Yes, that would work.  It's not a breaking change and makes good sense as
an evolution.

I was talking with Jacques Nadeau earlier and he mentioned another
solution, which is to have support for a 2-pass writer.  First you write
the data with row groups.  Then, in the second pass, you read the data one
column at a time, and write a file with only 1 row group.  This works too
but I prefer your solution as a two-pass write might be an inconvenience
for some.

> Multiple concurrent decoders can share the same page

Yes, this is pretty much required.  Coming from Arrow I'm pretty used to
this kind of reference counting concept :).  That being said, your overall
point (a lance reader requires a lot of complexity to get parallelism) is
very true but I don't know that this is a bad thing.

> Page sharing assumes that you have a fast (hopefully O(1), at worst
>  I'd say O(log n)) way to only read parts of a page. Whether this is
>  possible depends on the encoding. E.g., Parquet has encodings where this
is
>  possible (PLAIN) and ones where this is not possible (RLE, DELTA_*,
etc.).
>  With these encodings, two parallel read threads would need to do
duplicate
>  work to read only parts of a page.

For plain / bit packed / ... pages this is easy, as you mention.
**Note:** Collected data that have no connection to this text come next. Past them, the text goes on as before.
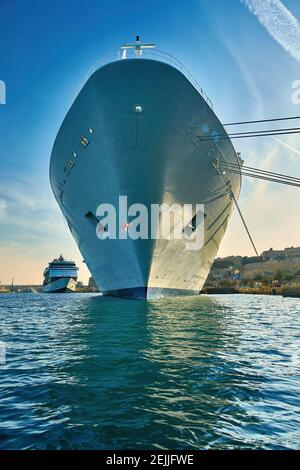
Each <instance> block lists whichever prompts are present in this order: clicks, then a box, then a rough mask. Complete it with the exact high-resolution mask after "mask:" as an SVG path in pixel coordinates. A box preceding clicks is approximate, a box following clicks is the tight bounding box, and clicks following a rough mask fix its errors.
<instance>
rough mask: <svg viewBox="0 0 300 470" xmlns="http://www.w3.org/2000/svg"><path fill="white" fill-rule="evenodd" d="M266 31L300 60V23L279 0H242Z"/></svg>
mask: <svg viewBox="0 0 300 470" xmlns="http://www.w3.org/2000/svg"><path fill="white" fill-rule="evenodd" d="M242 1H243V2H244V3H245V4H246V5H247V7H248V8H249V10H250V11H251V12H252V13H253V14H254V15H255V16H257V18H258V20H259V21H260V23H261V24H262V25H263V26H264V27H265V28H266V30H267V31H268V33H269V34H270V35H271V36H272V37H273V39H275V41H277V42H278V43H279V44H280V45H281V46H282V47H283V48H284V49H285V50H286V51H287V52H289V53H290V54H291V56H292V57H294V58H295V59H297V60H299V61H300V24H299V21H298V20H297V18H296V17H295V16H294V15H293V14H292V13H291V12H290V11H289V10H288V9H287V8H286V6H285V5H284V4H283V3H282V2H281V1H280V0H242Z"/></svg>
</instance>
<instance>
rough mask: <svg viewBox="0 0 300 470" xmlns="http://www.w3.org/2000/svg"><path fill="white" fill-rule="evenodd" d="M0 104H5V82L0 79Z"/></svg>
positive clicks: (5, 96)
mask: <svg viewBox="0 0 300 470" xmlns="http://www.w3.org/2000/svg"><path fill="white" fill-rule="evenodd" d="M0 104H6V84H5V82H4V81H3V80H0Z"/></svg>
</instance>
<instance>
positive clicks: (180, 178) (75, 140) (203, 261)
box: [50, 58, 241, 298]
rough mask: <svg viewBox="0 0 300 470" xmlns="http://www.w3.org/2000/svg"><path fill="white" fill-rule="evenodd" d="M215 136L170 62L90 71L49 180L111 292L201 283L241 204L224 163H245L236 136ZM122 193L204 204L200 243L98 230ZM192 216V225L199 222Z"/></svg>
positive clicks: (58, 154) (192, 228)
mask: <svg viewBox="0 0 300 470" xmlns="http://www.w3.org/2000/svg"><path fill="white" fill-rule="evenodd" d="M213 135H225V136H226V132H225V130H224V128H223V126H222V125H221V123H220V121H219V120H218V118H217V117H216V115H215V113H214V112H213V110H212V108H211V107H210V105H209V104H208V103H207V101H206V100H205V99H204V98H203V97H202V96H201V94H200V93H199V92H198V90H197V89H196V88H195V87H194V86H193V85H192V84H191V82H190V81H189V80H188V79H187V78H186V76H185V75H183V73H181V72H180V71H179V70H177V69H176V68H174V67H172V66H171V65H168V64H166V63H164V62H160V61H156V60H149V59H141V58H138V59H127V60H118V61H115V62H112V63H109V64H107V65H105V66H103V67H102V68H100V69H98V70H97V71H96V72H95V73H94V74H93V75H92V76H91V77H90V78H89V80H88V81H87V83H86V84H85V86H84V87H83V89H82V90H81V92H80V93H79V95H78V97H77V98H76V100H75V102H74V104H73V105H72V107H71V109H70V110H69V112H68V114H67V116H66V118H65V120H64V122H63V124H62V126H61V128H60V130H59V133H58V135H57V138H56V141H55V144H54V148H53V152H52V156H51V164H50V180H51V185H52V189H53V191H54V194H55V197H56V199H57V201H58V204H59V206H60V208H61V210H62V212H63V214H64V216H65V218H66V220H67V222H68V225H69V227H70V230H71V233H72V234H73V236H74V238H75V240H76V242H77V244H78V247H79V249H80V251H81V253H82V255H83V257H84V260H85V262H86V264H87V266H88V268H89V269H90V271H91V273H92V275H93V277H94V279H95V280H96V282H97V284H98V286H99V289H100V290H101V291H102V292H103V293H104V294H107V295H115V296H120V297H127V298H128V297H129V298H157V297H164V296H171V295H172V296H173V295H182V294H184V295H191V294H198V293H199V292H200V291H201V289H202V287H203V284H204V282H205V280H206V277H207V275H208V273H209V270H210V268H211V265H212V263H213V260H214V258H215V256H216V254H217V251H218V248H219V244H220V242H221V240H222V238H223V235H224V233H225V231H226V227H227V223H228V220H229V217H230V214H231V211H232V209H233V204H234V202H233V199H232V197H230V192H231V191H232V192H233V194H234V195H235V197H236V198H237V197H238V195H239V191H240V185H241V177H240V175H239V174H230V175H226V174H225V173H224V172H223V171H222V162H223V161H226V162H229V163H235V164H236V163H237V161H238V157H237V155H236V153H235V150H234V148H233V146H232V143H231V141H230V139H229V138H221V139H219V138H216V139H214V138H211V136H213ZM207 137H208V138H207ZM120 196H127V204H128V207H129V206H131V205H132V204H137V203H139V204H144V205H145V206H146V207H147V208H148V209H149V213H150V208H151V205H153V204H160V205H161V204H162V203H165V204H168V205H169V206H170V205H172V204H174V203H176V204H180V205H184V204H190V205H193V206H194V207H196V204H203V205H204V206H203V207H204V209H203V217H202V221H201V223H202V224H203V226H202V228H203V233H204V239H203V243H202V245H201V248H200V249H198V250H188V249H186V246H187V243H186V242H187V241H186V239H172V237H170V238H171V239H167V238H164V239H163V238H159V239H154V238H151V237H148V238H145V239H141V238H139V239H132V238H130V237H127V238H125V237H124V236H123V235H121V237H123V238H120V237H116V238H112V237H110V236H109V233H108V234H107V236H106V237H102V238H101V237H100V238H99V237H98V236H97V234H96V228H97V227H98V221H99V217H98V215H97V207H98V206H99V205H100V204H111V205H112V206H113V207H115V208H117V209H118V207H119V197H120ZM194 215H195V214H194ZM150 223H151V220H150V216H149V225H150ZM193 224H194V222H193V221H192V220H191V222H190V224H187V225H188V226H189V227H191V228H192V230H194V229H195V227H194V226H193ZM128 226H129V223H128V225H127V224H125V225H124V226H122V227H120V231H122V230H123V231H124V232H125V231H126V230H127V228H128ZM173 228H174V227H173ZM196 228H197V227H196ZM149 232H150V228H149Z"/></svg>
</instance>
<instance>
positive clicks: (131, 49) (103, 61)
mask: <svg viewBox="0 0 300 470" xmlns="http://www.w3.org/2000/svg"><path fill="white" fill-rule="evenodd" d="M141 58H142V59H152V60H159V61H160V62H165V63H167V64H169V65H172V66H173V67H175V68H176V69H178V70H180V72H181V73H183V75H184V76H185V77H186V78H187V79H188V80H189V81H190V82H191V83H192V84H193V85H194V87H195V88H196V89H197V90H198V92H199V93H200V95H201V96H202V98H203V99H204V100H205V101H206V103H207V104H208V105H209V106H210V107H211V109H213V103H212V101H211V99H210V98H209V97H208V96H207V94H206V93H205V92H204V90H203V88H202V87H201V86H200V85H199V83H198V82H197V80H196V79H195V78H194V77H193V76H192V74H191V73H190V72H189V70H188V69H187V68H186V67H185V66H184V65H183V64H182V63H181V62H180V60H178V59H177V58H176V57H174V56H173V55H172V54H169V53H168V52H164V51H161V50H159V49H155V48H154V49H143V52H142V56H141ZM127 59H136V60H140V57H136V55H135V50H134V49H127V50H126V58H124V56H123V51H122V50H121V49H118V50H117V51H115V52H111V53H109V54H106V55H105V56H103V57H101V58H100V59H99V60H97V62H95V63H94V65H93V66H92V67H91V69H90V70H89V71H88V73H87V75H86V76H85V78H84V80H83V81H82V82H81V85H80V87H79V89H78V92H77V94H76V96H77V95H78V93H79V91H80V90H81V89H82V88H83V86H84V85H85V83H86V82H87V80H88V79H89V78H90V77H91V76H92V75H93V73H95V72H96V70H98V69H99V68H101V67H103V66H104V65H106V64H110V63H112V62H118V61H122V60H127Z"/></svg>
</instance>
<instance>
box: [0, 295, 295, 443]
mask: <svg viewBox="0 0 300 470" xmlns="http://www.w3.org/2000/svg"><path fill="white" fill-rule="evenodd" d="M9 297H10V298H9V299H7V300H5V301H4V300H2V299H1V302H0V320H1V340H4V341H6V342H7V344H8V345H9V348H8V350H9V353H8V363H7V365H6V366H5V367H4V368H2V369H1V371H0V373H1V385H2V388H1V391H0V394H1V395H0V398H1V401H0V412H1V422H0V448H44V449H48V448H49V449H51V448H64V449H68V448H75V449H79V448H88V449H101V448H106V449H122V448H123V449H126V448H131V449H132V448H166V449H168V448H169V449H172V448H179V449H181V448H185V449H186V448H202V449H203V448H256V447H258V448H297V446H298V442H299V431H298V430H299V422H298V418H297V411H298V409H299V398H298V397H299V393H298V392H299V382H298V377H299V360H298V356H297V343H298V344H299V325H298V315H299V308H298V304H297V303H296V302H297V301H295V300H292V299H285V301H284V303H283V302H282V299H279V298H272V297H262V296H257V297H256V296H216V297H204V296H202V297H201V296H200V297H195V298H189V299H187V298H186V299H179V298H178V299H175V298H174V299H171V300H168V301H165V300H162V301H156V302H143V301H129V300H128V301H124V300H118V299H109V298H104V297H101V296H91V295H84V294H79V295H70V296H67V295H66V296H59V295H58V296H55V295H54V296H37V295H35V296H34V295H33V296H31V295H27V296H22V295H19V296H9ZM13 297H14V298H13ZM21 309H22V315H21V316H20V311H21ZM8 312H9V313H8Z"/></svg>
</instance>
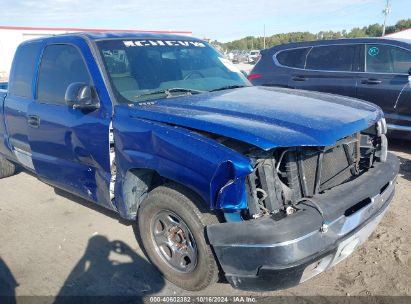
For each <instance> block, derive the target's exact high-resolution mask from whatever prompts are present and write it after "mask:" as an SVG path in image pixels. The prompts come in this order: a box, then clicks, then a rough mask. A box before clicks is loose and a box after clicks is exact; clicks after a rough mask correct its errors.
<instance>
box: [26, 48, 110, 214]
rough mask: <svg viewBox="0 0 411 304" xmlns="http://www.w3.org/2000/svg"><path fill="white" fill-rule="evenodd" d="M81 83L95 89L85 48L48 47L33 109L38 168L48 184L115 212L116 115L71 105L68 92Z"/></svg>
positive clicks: (33, 120)
mask: <svg viewBox="0 0 411 304" xmlns="http://www.w3.org/2000/svg"><path fill="white" fill-rule="evenodd" d="M76 82H80V83H85V84H88V85H90V86H91V87H92V88H94V86H93V80H92V78H91V76H90V73H89V71H88V67H87V65H86V62H85V60H84V59H83V56H82V54H81V53H80V50H79V49H78V48H77V47H76V46H74V45H71V44H61V43H59V44H51V45H47V46H46V47H45V49H44V51H43V56H42V59H41V64H40V67H39V72H38V81H37V91H36V102H34V103H32V104H31V105H30V107H29V110H28V129H29V132H28V133H29V142H30V146H31V150H32V157H33V164H34V168H35V171H36V173H37V174H38V175H39V177H40V179H42V180H44V181H46V182H47V183H49V184H51V185H54V186H56V187H58V188H61V189H64V190H66V191H68V192H71V193H73V194H76V195H79V196H82V197H83V198H85V199H88V200H91V201H94V202H96V203H98V204H101V205H104V206H106V207H108V208H113V207H112V206H111V203H110V195H109V182H110V161H109V123H110V117H111V116H110V115H107V109H105V108H104V105H102V106H101V107H100V108H99V109H96V110H93V111H82V110H80V109H73V108H72V107H69V106H68V105H67V104H66V102H65V93H66V90H67V87H68V86H69V85H70V84H72V83H76ZM95 95H96V98H98V97H97V94H95Z"/></svg>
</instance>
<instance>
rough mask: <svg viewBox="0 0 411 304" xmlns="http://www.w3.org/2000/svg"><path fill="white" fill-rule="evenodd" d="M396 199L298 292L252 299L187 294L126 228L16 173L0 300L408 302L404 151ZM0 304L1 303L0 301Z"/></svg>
mask: <svg viewBox="0 0 411 304" xmlns="http://www.w3.org/2000/svg"><path fill="white" fill-rule="evenodd" d="M391 147H392V149H393V150H394V151H395V153H396V154H397V155H398V157H399V158H400V160H401V172H400V176H399V177H398V180H397V193H396V196H395V198H394V201H393V203H392V204H391V207H390V209H389V211H388V212H387V213H386V215H385V218H384V219H383V221H382V222H381V224H380V225H379V227H378V228H377V230H376V231H375V232H374V233H373V234H372V236H371V238H370V240H369V241H368V242H366V243H365V244H364V245H362V246H361V247H360V248H359V249H358V250H356V252H355V253H354V254H353V255H352V256H351V257H349V258H348V259H346V260H344V261H343V262H341V263H340V264H338V265H337V266H336V267H334V268H333V269H331V270H329V271H327V272H325V273H322V274H320V275H318V276H317V277H315V278H313V279H311V280H309V281H307V282H305V283H303V284H301V285H299V286H298V287H295V288H292V289H288V290H283V291H278V292H270V293H251V292H242V291H238V290H234V289H232V288H231V287H230V286H229V285H228V284H224V283H218V284H215V285H214V286H211V287H210V288H208V289H207V290H205V291H202V292H199V293H187V292H185V291H183V290H181V289H179V288H177V287H176V286H174V285H173V284H171V283H169V282H166V281H165V280H163V279H162V278H161V276H160V275H159V274H158V272H157V271H156V270H155V269H154V268H153V267H152V266H151V265H150V264H149V263H148V262H147V260H146V259H145V257H144V255H143V253H142V251H141V249H140V248H139V247H138V244H137V242H136V240H135V238H134V235H133V231H132V228H131V226H130V225H127V223H124V222H122V221H120V220H119V218H117V217H116V215H115V214H113V213H111V212H108V211H106V210H103V209H101V208H99V207H96V206H94V205H92V204H91V203H88V202H85V201H82V200H79V199H74V200H73V198H70V197H69V198H68V197H63V196H61V195H57V194H56V193H55V191H54V190H53V188H52V187H50V186H48V185H45V184H43V183H41V182H40V181H38V180H37V179H36V178H34V177H33V176H31V175H28V174H26V173H20V174H18V175H16V176H13V177H10V178H7V179H3V180H1V181H0V191H1V192H0V193H1V196H0V295H1V294H2V293H3V294H4V293H5V292H8V293H10V294H16V295H26V296H27V295H31V296H33V295H41V296H56V295H96V294H97V295H145V296H147V295H188V294H190V295H227V296H234V295H236V296H237V295H253V296H258V295H259V296H270V295H283V296H286V295H299V296H310V295H316V296H330V295H408V296H410V295H411V255H410V252H411V241H410V238H411V221H410V218H411V211H410V196H411V187H410V186H411V183H410V179H411V145H410V143H409V142H407V143H401V142H392V143H391ZM0 302H1V301H0Z"/></svg>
RLE is a bit trickier (disclaimer: I have not yet implemented it yet) but
should be doable.  Lance has a decode loop that goes through each column
and figures out which pages (parts of pages) are needed for the next batch
(more about this in [1]).  The page decoders are stateful (they are created
"full" by the scheduler and then slowly drained) and so they keep a pointer
into the page (e.g. a pointer into the runs so we know which run we are
currently decoding and how many values we've already taken from that run)
and so it should still be O(1) in the RLE case.

General compression / block compression, on the other hand, is pretty
annoying :).  I can't easily split the decode of a compressed buffer into
two different tasks (shoutout to niyue who's been looking into compression
and helped me realize this).  My current thinking for compression (and
encryption) is to make them a layer in between the I/O and the decoder.  So
basically, I have a "decompression / decrypting" thread pool and I have
`schedule -> I/O -> decrypt/decompress -> decode`.  One benefit here is
that we effectively parallelize decompression / decryption across columns.
One downside is that the thread that does the decryption / decompression is
probably not the same thread that is going to do the decoding and so we
can't fuse decompression, decryption, decode, and first-query-pipeline into
a single pipeline (we would have decryption / decode as one pipeline and
decode + first-query-pipeline as the second).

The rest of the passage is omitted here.